Equally important has been the development and evaluation of interventions that have been shown not to have major benefits for preterm infants. For example, strong evidence from preclinical research studies indicated that antenatal thyrotropin releasing hormone might act synergistically with corticosteroids to reduce the risk of respiratory distress syndrome in preterm infants. Despite the biological plausibility of this treatment and evidence of effect in animal models, randomised controlled trials (involving over 4500 women) did not show any improvement in outcomes, including mortality, for preterm infants. Also, antenatal thyrotropin releasing hormone was shown to be associated with adverse effects for mothers and infants, including a higher risk of infants needing mechanical ventilation. On the basis of this evidence, antenatal thyrotropin releasing hormone does not have a role in the management of threatened preterm birth.
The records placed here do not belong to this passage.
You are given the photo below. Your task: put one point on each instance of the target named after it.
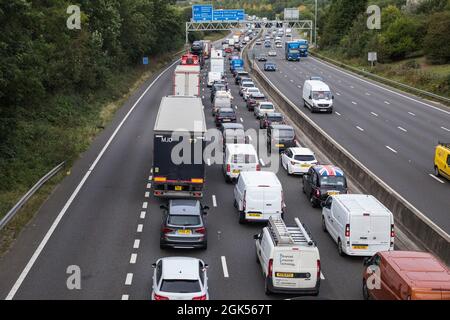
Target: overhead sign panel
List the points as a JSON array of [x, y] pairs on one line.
[[229, 15], [202, 13]]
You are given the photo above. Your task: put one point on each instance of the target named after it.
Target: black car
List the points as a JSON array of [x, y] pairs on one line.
[[269, 119], [217, 87], [323, 181], [225, 115], [254, 99], [269, 66], [280, 137], [184, 224], [241, 74]]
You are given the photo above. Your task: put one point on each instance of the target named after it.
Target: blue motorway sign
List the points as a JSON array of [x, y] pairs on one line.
[[229, 15], [202, 13]]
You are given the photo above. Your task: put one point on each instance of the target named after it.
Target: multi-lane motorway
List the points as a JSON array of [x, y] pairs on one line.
[[103, 219], [391, 133]]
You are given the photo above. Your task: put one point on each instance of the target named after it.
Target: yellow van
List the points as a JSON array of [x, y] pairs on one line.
[[442, 160]]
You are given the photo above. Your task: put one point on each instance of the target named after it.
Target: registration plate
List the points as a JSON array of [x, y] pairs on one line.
[[284, 275], [255, 215]]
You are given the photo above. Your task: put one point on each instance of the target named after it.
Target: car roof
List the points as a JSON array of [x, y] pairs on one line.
[[422, 269], [328, 171], [229, 126], [282, 127], [301, 151], [180, 268], [184, 207]]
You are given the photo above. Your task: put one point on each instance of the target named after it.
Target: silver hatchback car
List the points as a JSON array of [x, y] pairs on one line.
[[184, 224], [180, 278]]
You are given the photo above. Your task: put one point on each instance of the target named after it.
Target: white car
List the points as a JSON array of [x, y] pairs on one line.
[[262, 108], [249, 92], [298, 160], [180, 278]]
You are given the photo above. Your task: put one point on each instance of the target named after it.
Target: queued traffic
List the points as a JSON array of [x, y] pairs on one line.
[[288, 255]]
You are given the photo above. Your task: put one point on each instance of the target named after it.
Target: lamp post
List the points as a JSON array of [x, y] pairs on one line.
[[315, 27]]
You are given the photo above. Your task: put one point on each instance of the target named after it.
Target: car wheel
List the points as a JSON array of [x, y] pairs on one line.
[[436, 171], [266, 287], [340, 250], [366, 294], [324, 226], [241, 217], [313, 201]]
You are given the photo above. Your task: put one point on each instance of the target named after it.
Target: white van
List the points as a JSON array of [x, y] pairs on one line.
[[289, 258], [258, 196], [317, 96], [213, 76], [239, 158], [360, 224]]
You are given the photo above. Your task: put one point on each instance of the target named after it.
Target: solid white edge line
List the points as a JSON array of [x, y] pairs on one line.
[[393, 150], [383, 88], [224, 267], [129, 279], [63, 211], [436, 178]]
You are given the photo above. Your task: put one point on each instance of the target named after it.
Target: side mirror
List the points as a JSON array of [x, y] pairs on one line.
[[366, 261]]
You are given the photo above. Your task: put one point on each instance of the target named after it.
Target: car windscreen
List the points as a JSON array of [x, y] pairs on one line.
[[183, 220], [330, 181], [243, 158], [320, 95], [304, 157], [180, 286], [284, 133]]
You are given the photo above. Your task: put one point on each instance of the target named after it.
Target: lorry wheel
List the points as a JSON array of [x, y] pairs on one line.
[[324, 226], [340, 250], [436, 171], [241, 217]]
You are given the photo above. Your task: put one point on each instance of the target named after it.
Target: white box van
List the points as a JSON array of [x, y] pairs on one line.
[[239, 158], [258, 196], [213, 76], [317, 96], [289, 258], [360, 224]]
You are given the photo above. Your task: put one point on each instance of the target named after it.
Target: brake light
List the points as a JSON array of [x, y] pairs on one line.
[[270, 268], [167, 230], [318, 269], [347, 230], [201, 230], [158, 297]]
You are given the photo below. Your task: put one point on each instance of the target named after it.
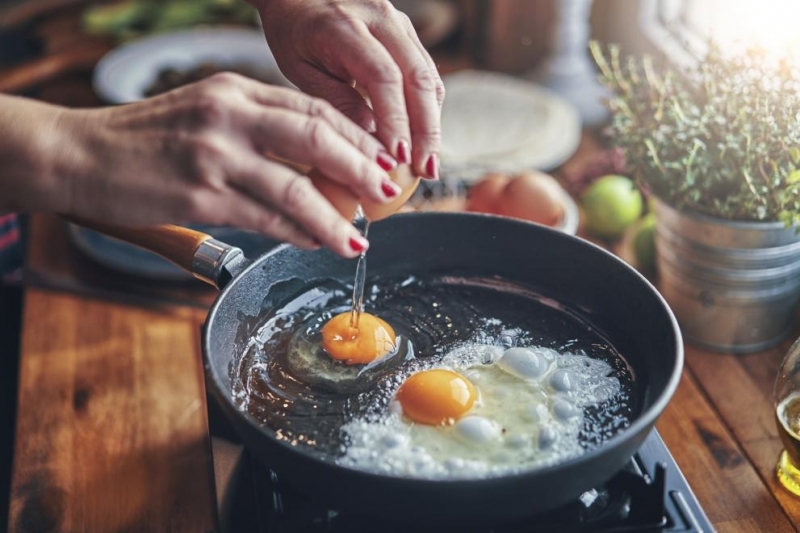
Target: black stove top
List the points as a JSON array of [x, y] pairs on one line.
[[649, 495]]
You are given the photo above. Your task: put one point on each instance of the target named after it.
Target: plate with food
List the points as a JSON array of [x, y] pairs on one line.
[[161, 62], [496, 122]]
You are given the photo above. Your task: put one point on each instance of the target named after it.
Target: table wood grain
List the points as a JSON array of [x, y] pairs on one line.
[[112, 432]]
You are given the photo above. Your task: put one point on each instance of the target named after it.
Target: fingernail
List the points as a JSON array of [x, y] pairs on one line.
[[432, 167], [390, 188], [386, 161], [403, 152], [358, 244]]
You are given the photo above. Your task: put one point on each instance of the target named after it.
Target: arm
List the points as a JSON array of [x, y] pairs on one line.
[[193, 155]]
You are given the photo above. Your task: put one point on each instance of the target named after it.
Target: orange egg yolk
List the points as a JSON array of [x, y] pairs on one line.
[[436, 397], [370, 340]]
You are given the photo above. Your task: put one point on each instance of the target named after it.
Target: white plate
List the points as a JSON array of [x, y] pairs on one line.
[[125, 73], [494, 122]]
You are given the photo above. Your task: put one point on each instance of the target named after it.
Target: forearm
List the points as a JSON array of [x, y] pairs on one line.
[[34, 151]]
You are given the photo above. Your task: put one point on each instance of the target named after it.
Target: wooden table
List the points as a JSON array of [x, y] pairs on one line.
[[112, 428]]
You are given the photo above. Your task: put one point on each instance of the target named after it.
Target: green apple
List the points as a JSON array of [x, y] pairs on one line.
[[611, 204]]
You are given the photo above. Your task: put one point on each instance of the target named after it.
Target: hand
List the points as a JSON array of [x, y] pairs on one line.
[[325, 47], [196, 155]]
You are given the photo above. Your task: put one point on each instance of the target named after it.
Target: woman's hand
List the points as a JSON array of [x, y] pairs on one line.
[[326, 47], [196, 155]]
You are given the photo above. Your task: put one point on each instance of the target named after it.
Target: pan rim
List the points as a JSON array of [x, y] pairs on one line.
[[643, 422]]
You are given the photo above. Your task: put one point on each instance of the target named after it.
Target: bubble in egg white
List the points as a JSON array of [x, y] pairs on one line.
[[562, 380], [564, 409], [518, 441], [523, 363], [537, 413], [547, 437], [477, 430]]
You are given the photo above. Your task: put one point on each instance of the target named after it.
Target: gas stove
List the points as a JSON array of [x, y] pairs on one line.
[[649, 495]]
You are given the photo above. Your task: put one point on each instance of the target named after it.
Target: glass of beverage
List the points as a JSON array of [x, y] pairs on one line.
[[787, 414]]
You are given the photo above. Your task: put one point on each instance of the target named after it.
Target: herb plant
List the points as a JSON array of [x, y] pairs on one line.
[[720, 138]]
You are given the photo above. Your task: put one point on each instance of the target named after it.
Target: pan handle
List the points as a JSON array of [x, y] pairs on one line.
[[206, 258]]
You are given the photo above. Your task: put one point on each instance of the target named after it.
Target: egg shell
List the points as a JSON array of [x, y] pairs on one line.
[[346, 202], [532, 196], [405, 178], [484, 196]]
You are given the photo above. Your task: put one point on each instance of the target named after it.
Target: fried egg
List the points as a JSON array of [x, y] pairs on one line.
[[330, 355], [370, 339], [481, 411]]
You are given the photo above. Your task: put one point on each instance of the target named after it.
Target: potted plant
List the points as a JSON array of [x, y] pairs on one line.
[[717, 145]]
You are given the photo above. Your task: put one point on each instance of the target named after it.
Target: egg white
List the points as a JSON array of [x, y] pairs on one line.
[[529, 414]]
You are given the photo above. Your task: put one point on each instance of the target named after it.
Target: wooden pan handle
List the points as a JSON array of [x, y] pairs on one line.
[[175, 243]]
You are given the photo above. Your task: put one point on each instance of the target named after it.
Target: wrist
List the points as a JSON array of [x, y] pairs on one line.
[[29, 154]]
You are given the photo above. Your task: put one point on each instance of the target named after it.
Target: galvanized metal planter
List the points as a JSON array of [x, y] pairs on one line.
[[732, 285]]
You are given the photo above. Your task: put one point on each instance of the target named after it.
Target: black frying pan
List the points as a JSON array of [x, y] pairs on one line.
[[599, 286]]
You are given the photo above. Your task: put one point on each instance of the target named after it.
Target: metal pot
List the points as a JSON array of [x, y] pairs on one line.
[[601, 288], [733, 285]]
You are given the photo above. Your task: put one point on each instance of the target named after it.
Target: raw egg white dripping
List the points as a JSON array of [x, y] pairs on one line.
[[525, 409]]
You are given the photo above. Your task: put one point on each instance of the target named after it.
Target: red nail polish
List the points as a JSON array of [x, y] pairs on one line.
[[386, 162], [403, 152], [389, 189], [432, 167], [358, 244]]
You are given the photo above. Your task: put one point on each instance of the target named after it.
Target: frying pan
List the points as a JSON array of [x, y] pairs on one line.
[[598, 286]]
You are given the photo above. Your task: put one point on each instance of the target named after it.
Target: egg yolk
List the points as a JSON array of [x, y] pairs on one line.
[[436, 396], [371, 340]]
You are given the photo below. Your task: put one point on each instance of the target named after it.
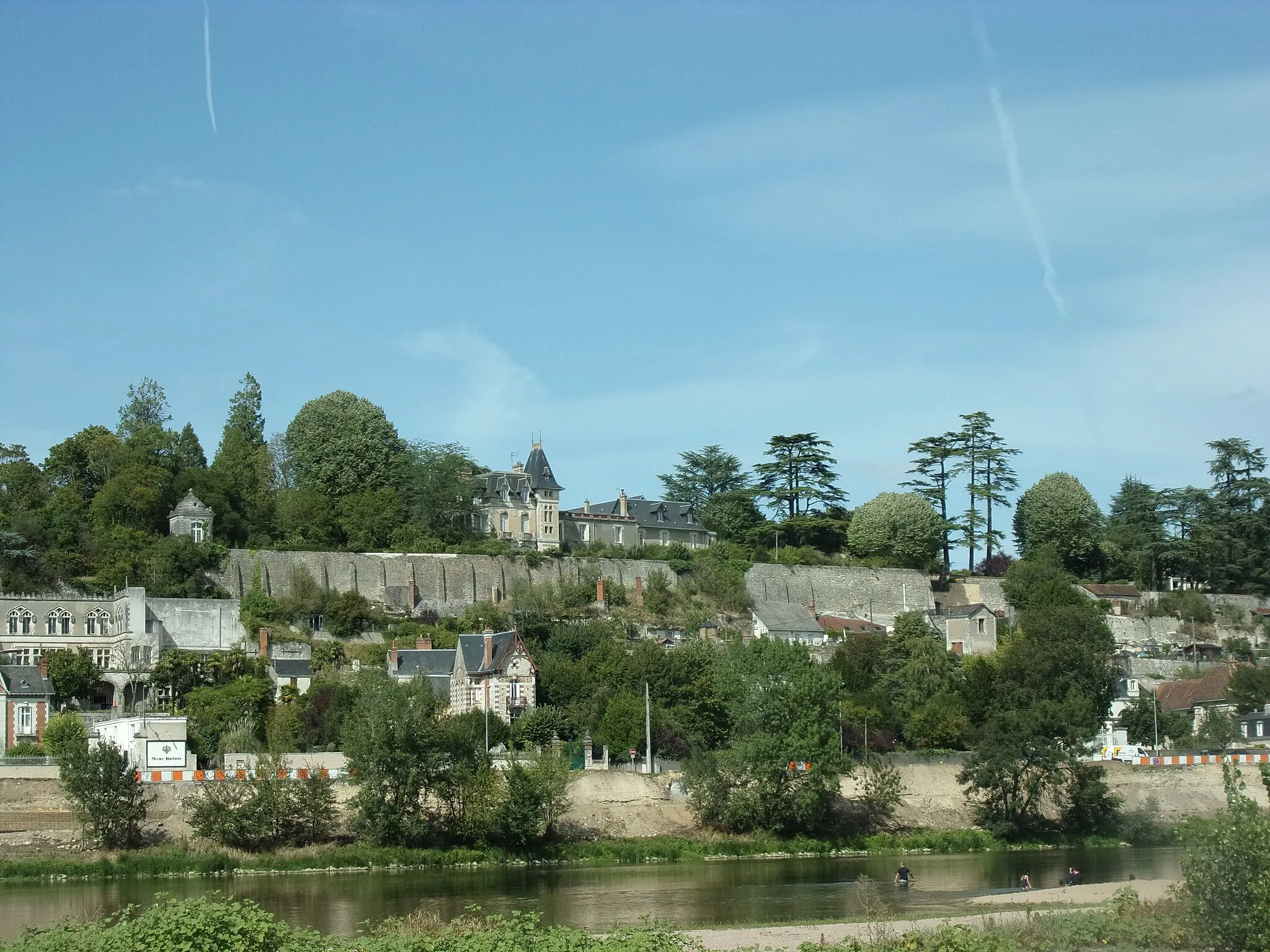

Effect of prenatal thyrotropin releasing hormone (TRH) for preterm birth on mortality before hospital discharge. Data from Crowther CA et al. Cochrane Database Syst Rev. 2003;(4): CD000019
Evidence
Obtaining the best evidence to guide clinical practice is not always easy. In particular, undertaking clinical trials to evaluate interventions for preterm infants is difficult. Although about 3000 randomised controlled trials have been reported in the field of neonatology, many interventions have not yet been subjected to unbiased evaluation. This could be because the trials have not been attempted, or have been flawed methodologically, or have been too small to detect clinically important effects. Large perinatal trials have problems with recruitment. This could be related to the issues surrounding the public perception of perinatal trials and the need for (and difficulty in obtaining) informed consent from parents. Even when perinatal trials have been undertaken successfully, in some studies follow up has been too short and has assessed short term or surrogate outcomes for preterm infants.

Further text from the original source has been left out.